David Hendricks published a review of a new book by Terry Mort, Hemingway At War. He found much to admire. I’ll quote directly from the review:
“The two key words in Terry Mort’s new book—“Hemingway” and “War”—carry equal weight. Although Hemingway is the hook for most readers, Mort’s book has long stretches about World War II that have little to do with the Nobel Prize winning novelist who was also a correspondent in Europe for Colliers Magazine. That’s not a bad thing. Mort’s buildup to the D-Day invasion at Normandy and the allied forces liberating Paris and their deadly struggle to cross into Germany is fascinating.
“The Hemingway narrative in the book starts with his romance and marriage to another war correspondence, Martha Gellhorn, Hemingway’s third wife. Hemingway himself engaged in the war while living in Cuba as World War II began, patrolling the Cuban shores to hunt down German U-boats. This period was fictionalized in Hemingway’s Islands in the Stream. Gellhorn left Hemingway in Cuba to report news in Europe, a move he ultimately followed in 1944 in time for D-Day. Mort alternates between the war and Hemingway’s exploits as a war correspondent.

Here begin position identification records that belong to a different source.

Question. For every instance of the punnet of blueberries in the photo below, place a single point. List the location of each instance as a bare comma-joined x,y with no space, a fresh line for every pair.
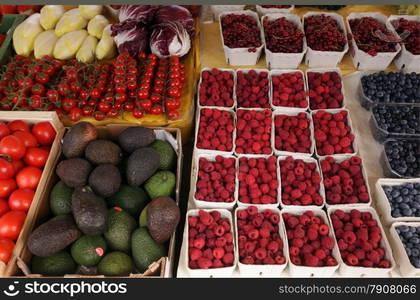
410,237
404,199
404,157
394,119
392,87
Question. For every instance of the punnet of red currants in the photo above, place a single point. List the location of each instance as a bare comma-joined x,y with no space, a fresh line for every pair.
372,36
323,33
282,36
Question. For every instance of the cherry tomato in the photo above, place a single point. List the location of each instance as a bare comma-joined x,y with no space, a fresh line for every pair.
7,170
4,130
36,157
4,207
6,249
7,186
18,125
44,133
11,224
28,177
12,146
20,200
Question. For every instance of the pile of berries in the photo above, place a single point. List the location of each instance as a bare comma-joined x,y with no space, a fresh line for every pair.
253,132
325,90
344,181
216,179
252,89
372,36
323,33
258,180
310,241
210,241
300,182
359,239
292,133
332,133
216,88
215,130
240,31
259,241
283,36
289,90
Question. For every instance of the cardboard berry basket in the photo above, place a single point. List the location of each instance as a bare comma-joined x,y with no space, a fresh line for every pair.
241,56
197,150
213,272
236,135
246,270
383,205
218,9
305,271
365,177
321,188
194,178
401,258
279,60
406,60
314,58
159,269
199,105
41,193
361,59
259,206
287,108
322,71
356,271
349,122
273,134
265,11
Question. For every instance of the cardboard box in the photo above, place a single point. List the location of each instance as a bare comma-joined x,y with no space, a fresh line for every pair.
161,268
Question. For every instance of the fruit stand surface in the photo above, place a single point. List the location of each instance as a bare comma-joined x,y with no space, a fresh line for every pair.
212,54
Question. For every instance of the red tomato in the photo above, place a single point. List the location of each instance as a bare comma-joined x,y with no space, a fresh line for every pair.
4,207
28,178
36,157
44,132
4,130
7,186
21,200
11,224
18,125
28,139
6,249
12,146
7,170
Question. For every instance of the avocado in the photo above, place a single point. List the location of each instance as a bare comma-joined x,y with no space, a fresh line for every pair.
162,218
136,137
76,139
120,225
116,264
162,183
57,264
88,250
53,236
60,199
89,211
105,180
167,154
103,152
145,250
142,164
74,172
87,271
131,199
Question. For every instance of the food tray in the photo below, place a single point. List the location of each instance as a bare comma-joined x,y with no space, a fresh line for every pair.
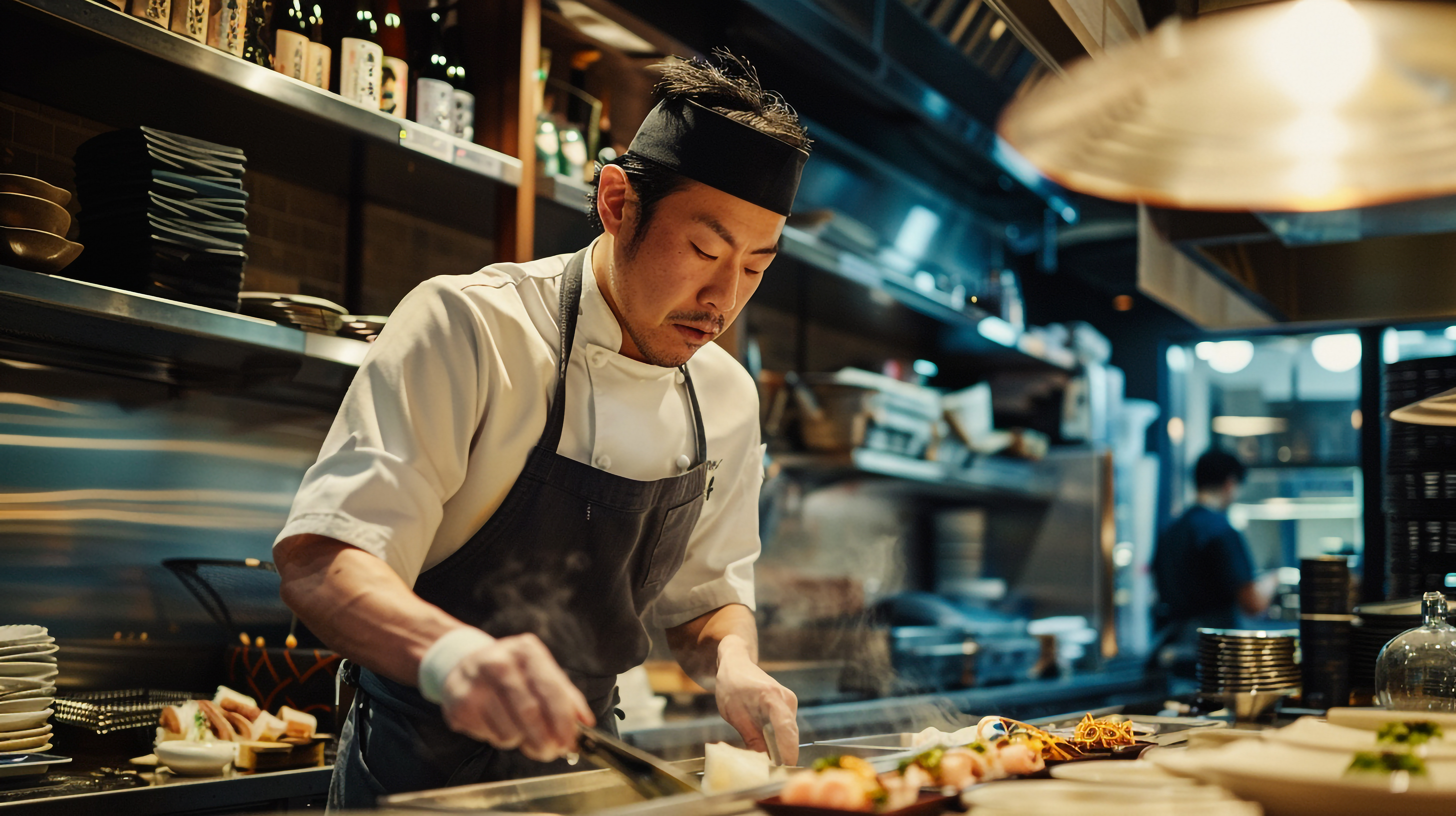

“He also follows the novelist as Hemingway’s marriage to Gellhorn dissolves and he romances Mary Welsh, yet another foreign correspondent who became his fourth wife.
“Mort does not idealize Hemingway and the main point of the book’s first half is to demonstrate that Hemingway was a poor war correspondent, at least in comparison with others such as Ernie Pyle, Edward R. Murrow, and Walter Cronkite.
“He did show bravery in certain episodes and suffered several head injuries. Hemingway actually landed with allied troops on D-Day at Omaha Beach, certainly a courageous act.
“Hemingway At War, demonstrates a trend that seems to have no end—that as meritorious as some of Hemingway’s novels are, it is his vigorous life and outsized personality, more than his books, that provide continuous grist for interesting history books.”
So, I would say that Mr. Hendricks enjoyed the book and feels that it added to the Hemingway legend and full involvement in the second war.
Kirkus felt it was too short on facts. So take a look and you decide.
Hemingway At War: Hemingway’s Adventures as a World War II Correspondent, by Terry Mort.